Barack Obama was elected to a second term as president Tuesday, reassembling the coalition that lifted him to a historic win four years ago and winning at least six of the key battleground states.
The Democratic incumbent received 50 percent of the vote nationwide to 48 percent for former Massachusetts Gov. Mitt Romney. In terms of the raw vote, Mr. Obama had a lead of about 2.5 million ballots as of Wednesday morning, with counting still left to go in some states.
The battle for Electoral College supremacy was not as close as the two-point margin would suggest, with Mr. Obama besting his Republican rival by a 303 to 206 score. Florida and its 29 electoral votes remain up for grabs, as the president holds a narrow lead in the Sunshine State (less than 50,000 votes out of more than 8 million cast) with 97 percent of the returns counted.
After months of fierce campaigning that exposed deep divisions between the two major political parties, Mr.
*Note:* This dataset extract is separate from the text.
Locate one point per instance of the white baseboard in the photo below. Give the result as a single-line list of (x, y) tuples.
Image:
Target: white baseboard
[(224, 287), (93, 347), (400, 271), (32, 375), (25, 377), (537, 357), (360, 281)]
Obama called on both sides to come together and fulfill the wishes of the American people.
“Tonight you voted for action, not politics as usual. You elected us to focus on your jobs, not ours,” Mr. Obama told supporters gathered in his hometown of Chicago. “And in the coming weeks and months I am looking forward to reaching out and working with leaders of both parties to meet the challenges we can only solve together — reducing our deficit, reforming our tax code, fixing our immigration system, freeing ourselves from foreign oil.”
The president praised Romney for his family’s legacy of public service and remarked that he hoped to sit down with the Republican in the weeks ahead “to figure out where we can work together to move this country forward.”
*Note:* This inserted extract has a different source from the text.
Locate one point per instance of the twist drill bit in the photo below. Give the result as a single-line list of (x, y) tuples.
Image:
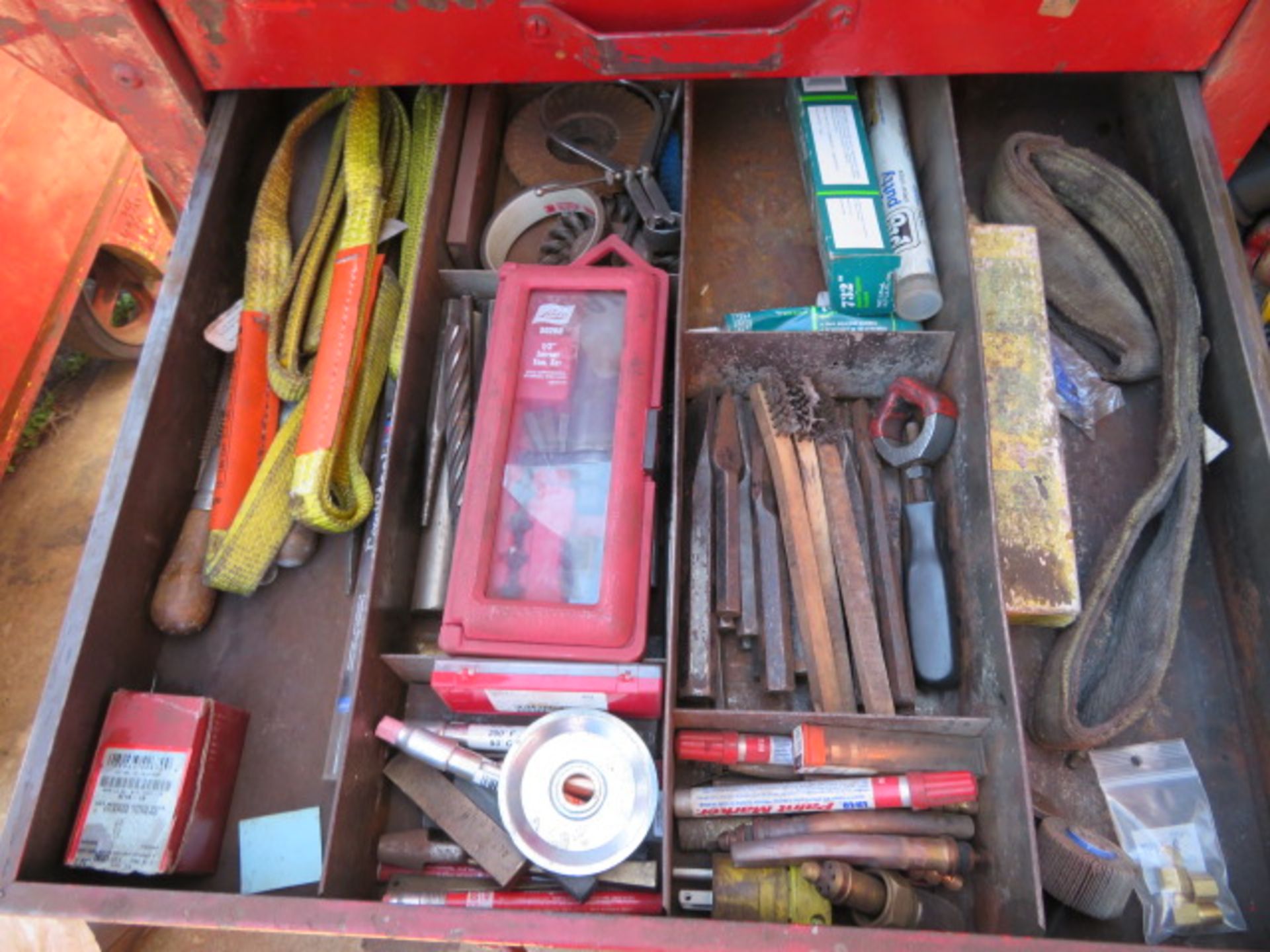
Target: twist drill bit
[(456, 368)]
Romney delivered a brief but gracious statement in front of supporters in Boston as he conceded the race.
“This is a time of great challenges for America, and I pray that the president will be successful in guiding our nation,” Romney said, adding that he and his running mate, Wisconsin Rep. Paul Ryan (re-elected to his House seat Tuesday, incidentally), had left “everything on the field.”
But the night belonged to the 44th president of the United States, who achieved a second term despite a sluggish economic recovery and fierce attacks by Republicans on his policies, most notably the health care overhaul passed in 2010.
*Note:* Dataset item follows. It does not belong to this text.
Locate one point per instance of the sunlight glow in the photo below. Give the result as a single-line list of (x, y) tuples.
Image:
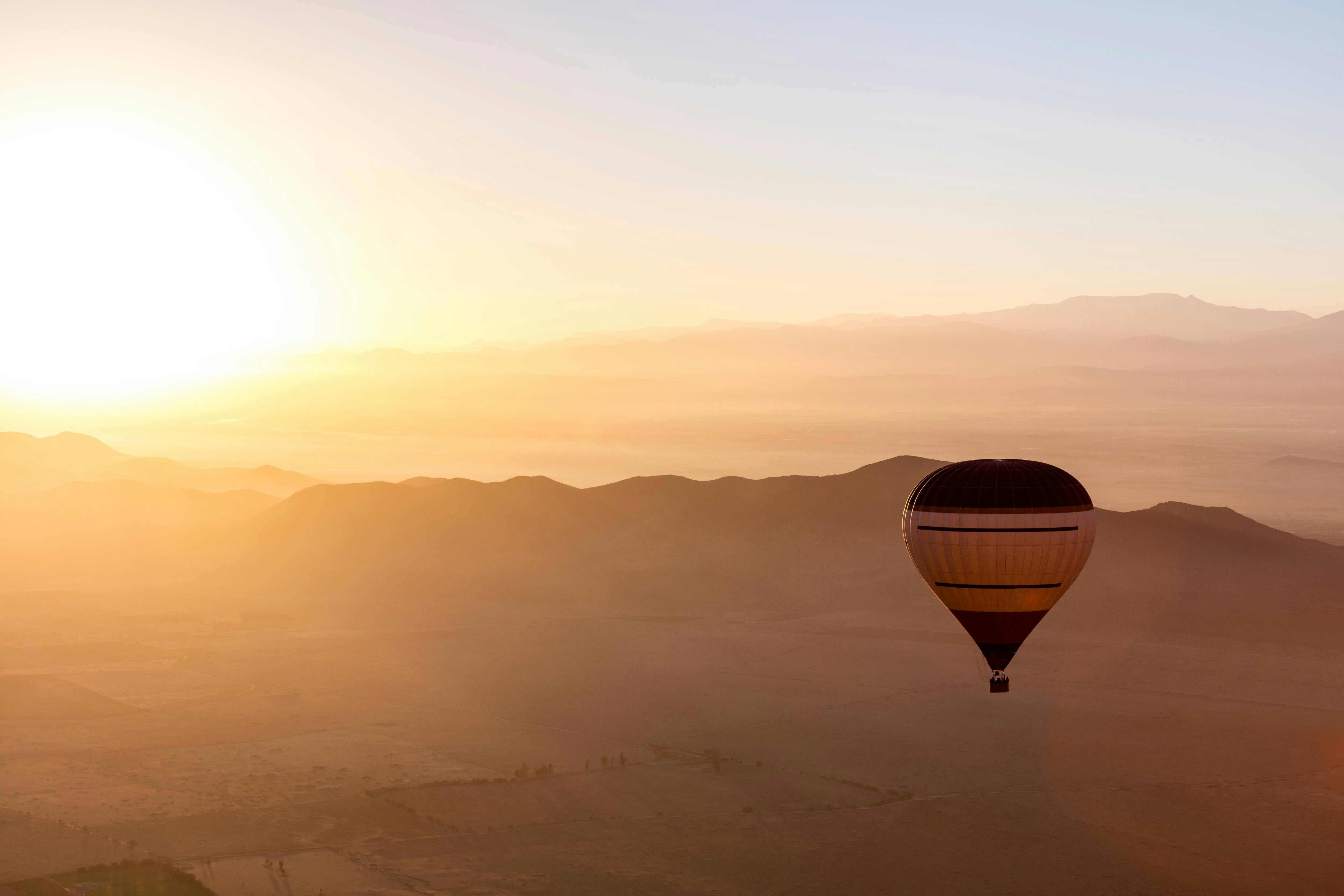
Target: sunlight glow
[(124, 269)]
With four years of governing ahead of him, Mr. Obama closed on a note of unity, drawing from the 2004 Democratic National Convention speech that propelled him into the national spotlight. “We are not as divided as our politics suggest. We are not as cynical as the pundits believe,” he said. “We are greater than the sum of our individual ambitions and we remain more than a collection of red states and blue states. We are and forever will be the United States of America.”
Watch the president’s speech in full here or below:
It appears Mr. Obama’s call for a renewed sense of bipartisanship will not take long to be tested. House Speaker John Boehner, R-Ohio, has scheduled a news conference for Wednesday afternoon in Washington, and in the days leading up to the election he went on record saying he was opposed to raising taxes, even on those people earning more than $1 million a year.